Заметив угрюмое выражение его лица, Комола удивленно спросила:
— Кажется, тебе совсем не хочется есть? Неужели не проголодался? Я тебя не неволю.
Но Ромеш с деланой веселостью поспешил ответить:
— Что тебе меня неволить, это делает мой собственный желудок. Смотри, как бы в другой раз, когда ты вздумаешь, гремя ключами, приглашать меня к столу, не явился на твой зов сам Мадхусудон![19] Однако что-то я не вижу здесь ничего съедобного! — продолжал он, оглядываясь. — Хоть я и страшно голоден, но подобные предметы вряд ли смог бы переварить! — Ромеш указал на постель и другие находившиеся в каюте вещи. — Меня с детства приучили совсем к иной пище.
Комола разразилась звонким смехом и долго не могла успокоиться.
— Ну вот, а теперь тебе уж и не терпится! Стоял, смотрел на небо и никакого голода и жажды не чувствовал. А стоило только позвать тебя, как сразу вспомнил, что проголодался! Хорошо, хорошо. Подожди минутку, сейчас все принесу.
— Да поскорей, иначе придешь и не увидишь в комнате даже постельных принадлежностей! Прошу на меня в таком случае не обижаться.
Эта повторенная шутка снова доставила девушке большое удовольствие. В полном восторге, наполнив комнату звонкими переливами смеха, она скрылась за дверью. Напускная жизнерадостность Ромеша моментально угасла.
Комола скоро вернулась с плетеной, прикрытой листьями шалового дерева корзиной и, поставив ее на кровать, принялась вытирать пол краем сари.
— Что ты делаешь? — с беспокойствам воскликнул Ромеш.
— Да ведь я все равно сменю сейчас платье.
С этими словами Комола расстелила на полу листья шала и ловко выложила на них лучи [20] и овощи.
— Вот так чуда!
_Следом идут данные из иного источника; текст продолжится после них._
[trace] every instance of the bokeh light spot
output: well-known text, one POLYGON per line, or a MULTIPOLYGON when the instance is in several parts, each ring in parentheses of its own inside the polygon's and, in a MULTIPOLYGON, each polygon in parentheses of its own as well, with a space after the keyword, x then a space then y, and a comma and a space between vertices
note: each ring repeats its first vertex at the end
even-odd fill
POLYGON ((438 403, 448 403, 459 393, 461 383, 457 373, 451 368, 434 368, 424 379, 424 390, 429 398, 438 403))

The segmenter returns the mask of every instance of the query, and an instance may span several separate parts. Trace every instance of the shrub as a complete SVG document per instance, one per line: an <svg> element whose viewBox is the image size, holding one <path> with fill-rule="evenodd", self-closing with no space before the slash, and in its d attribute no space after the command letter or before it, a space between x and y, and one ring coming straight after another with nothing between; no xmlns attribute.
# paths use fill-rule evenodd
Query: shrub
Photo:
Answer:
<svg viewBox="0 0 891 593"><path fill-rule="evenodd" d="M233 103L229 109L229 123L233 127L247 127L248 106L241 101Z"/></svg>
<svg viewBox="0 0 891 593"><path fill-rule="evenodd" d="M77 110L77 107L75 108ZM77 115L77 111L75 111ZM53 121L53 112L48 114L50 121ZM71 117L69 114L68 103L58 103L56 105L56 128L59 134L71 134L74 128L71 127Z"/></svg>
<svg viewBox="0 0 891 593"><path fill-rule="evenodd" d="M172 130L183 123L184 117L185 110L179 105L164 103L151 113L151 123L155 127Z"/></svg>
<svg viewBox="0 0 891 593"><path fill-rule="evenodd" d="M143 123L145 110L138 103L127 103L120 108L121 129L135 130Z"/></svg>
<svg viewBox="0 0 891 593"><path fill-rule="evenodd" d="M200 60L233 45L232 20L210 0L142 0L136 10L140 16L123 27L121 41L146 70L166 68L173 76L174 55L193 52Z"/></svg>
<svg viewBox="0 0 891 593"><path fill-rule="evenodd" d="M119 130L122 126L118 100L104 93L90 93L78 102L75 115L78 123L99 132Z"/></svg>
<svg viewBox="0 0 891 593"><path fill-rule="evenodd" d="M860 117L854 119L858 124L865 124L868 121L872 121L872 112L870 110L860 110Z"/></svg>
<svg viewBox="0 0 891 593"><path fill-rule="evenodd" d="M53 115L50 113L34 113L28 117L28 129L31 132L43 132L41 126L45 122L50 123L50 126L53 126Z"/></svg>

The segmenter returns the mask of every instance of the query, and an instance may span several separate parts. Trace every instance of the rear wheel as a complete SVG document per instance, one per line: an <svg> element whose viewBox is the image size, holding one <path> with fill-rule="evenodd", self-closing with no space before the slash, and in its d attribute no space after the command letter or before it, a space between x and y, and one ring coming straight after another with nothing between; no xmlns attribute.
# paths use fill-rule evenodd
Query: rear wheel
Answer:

Откуда ты раздобыла лучи? — удивился Ромеш.
Но девушке вовсе не хотелось, чтобы ее секрет был раскрыт так легко.
— А как ты думаешь? — с таинственным видом спросила она.
Ромеш сделал вид, будто очень затрудняется ответить.
— Несомненно взяла из запасов команды?
— Что ты! Как можно! — с возмущением воскликнула Комола.
Ромеш принялся уничтожать лучи, продолжая дразнить Комолу самыми невероятными предположениями относительно способа их получения. В конце концов он заявил, что это, наверно, владелец волшебной лампы, герой арабских сказок, Аладин прислал их из Белуджистана в подарок своей почитательнице. Этим Ромеш окончательно вывел девушку из терпения.
— Перестань! Теперь я ничего не буду тебе рассказывать! — отвернувшись, сказала она.
— Нет, нет! Признаю свое поражение! — воскликнул Ромеш. — Конечно, трудно себе представить, как можно приготовить лучи, находясь посреди реки, но на вкус они тем не менее замечательны.
И юноша с усердием начал доказывать, насколько аппетит преобладает в нем над жаждой знаний.
Как только пароход сел на мель, Комола для пополнения своей опустевшей кладовой послала Умеша в деревню. У нее еще осталось немного денег из тех, что дал Ромеш, провожая ее в школу. Их-то и потратила она на гхи[21] и муку.
— А ты чего бы хотел поесть, Умеш? — спросила Комола мальчика.
— У торговца молоком, госпожа, я видел хороший творог, а у нас есть бананы. Если еще купить на одну-две пайсы[22] молотого рису, я сумел бы сегодня приготовить отличное блюдо, — ответил мальчик.